Whomever invented this term needs to be thrown to the sharks. In the back of my head I feel like, if there was no catchy term for this unfortunate physical phenomenon, people would think about it a lot less. But here’s this pithy, catchy, funny little phrase, “Man Boobs,” that perfectly sums up the look that manifests, as gravity and entropy turn your youthful pectorals into something more feminine, and as all those sessions of eating your feelings at Portillo’s makes your beefcake much more fatty.
Every guy aspires to having a chest that looks like a pair of meaty throw pillows, and the ladies can’t even pretend they don’t find a solid chest attractive. Pity most of us dads are always one estrogen-laden serving of tofu away from a B cup.
Put together those five factors, and you have a paralyzing fear of the beach. Sure, our legs look terrible, too, but we don’t care – that’s why we always skip leg day.
It seems like most action heroes are middle-aged these days: Hugh Jackman, Robert Downey, Jr., Ben Affleck – but those guys are shirtless FOR A LIVING, and have a team of professionals getting them shredded.
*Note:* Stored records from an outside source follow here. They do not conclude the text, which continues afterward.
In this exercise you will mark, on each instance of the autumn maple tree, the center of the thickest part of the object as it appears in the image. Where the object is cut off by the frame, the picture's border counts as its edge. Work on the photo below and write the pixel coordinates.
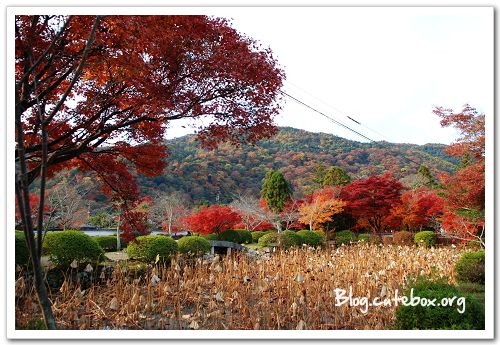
(320, 207)
(419, 208)
(213, 219)
(99, 92)
(464, 192)
(370, 200)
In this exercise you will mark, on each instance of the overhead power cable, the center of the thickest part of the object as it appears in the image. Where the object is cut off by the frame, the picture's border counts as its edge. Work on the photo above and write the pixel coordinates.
(328, 117)
(340, 123)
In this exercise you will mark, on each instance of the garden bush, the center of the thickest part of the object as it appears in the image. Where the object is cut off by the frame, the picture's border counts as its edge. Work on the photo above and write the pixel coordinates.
(245, 236)
(193, 245)
(344, 237)
(211, 237)
(291, 238)
(22, 252)
(386, 240)
(403, 238)
(146, 248)
(281, 240)
(364, 238)
(439, 317)
(426, 238)
(322, 237)
(310, 238)
(108, 243)
(258, 234)
(230, 236)
(470, 268)
(65, 246)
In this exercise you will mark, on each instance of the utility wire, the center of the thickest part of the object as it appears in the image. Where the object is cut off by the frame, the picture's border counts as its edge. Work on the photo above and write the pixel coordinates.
(328, 117)
(337, 110)
(340, 124)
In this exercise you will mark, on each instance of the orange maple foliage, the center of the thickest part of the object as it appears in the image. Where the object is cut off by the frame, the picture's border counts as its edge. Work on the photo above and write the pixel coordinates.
(106, 88)
(320, 208)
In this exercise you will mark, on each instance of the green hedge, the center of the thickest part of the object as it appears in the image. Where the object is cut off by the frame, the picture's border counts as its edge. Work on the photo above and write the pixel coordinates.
(426, 238)
(344, 237)
(310, 238)
(291, 238)
(65, 246)
(281, 240)
(403, 237)
(193, 245)
(245, 236)
(22, 252)
(369, 238)
(230, 236)
(322, 237)
(440, 317)
(470, 268)
(108, 243)
(211, 237)
(147, 248)
(256, 235)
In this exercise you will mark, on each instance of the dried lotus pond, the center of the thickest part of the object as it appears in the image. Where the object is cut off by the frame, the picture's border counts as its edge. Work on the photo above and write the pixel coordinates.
(290, 290)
The amount of time I spend at the gym just to look good “for my age” means I’m generally an absent father and husband. If I took the time I need to get really cut up, I’d end up living in my car.
Going to the beach is stressful for a dad, and not just because you’re worried about sand in your cell phone and nacho cheese burns on your thighs from the snack bar.
Luckily for us, summer in Chicago is only about 10 minutes long … “Bears Weather” (and Bears sweatshirt weather) is just around the corner.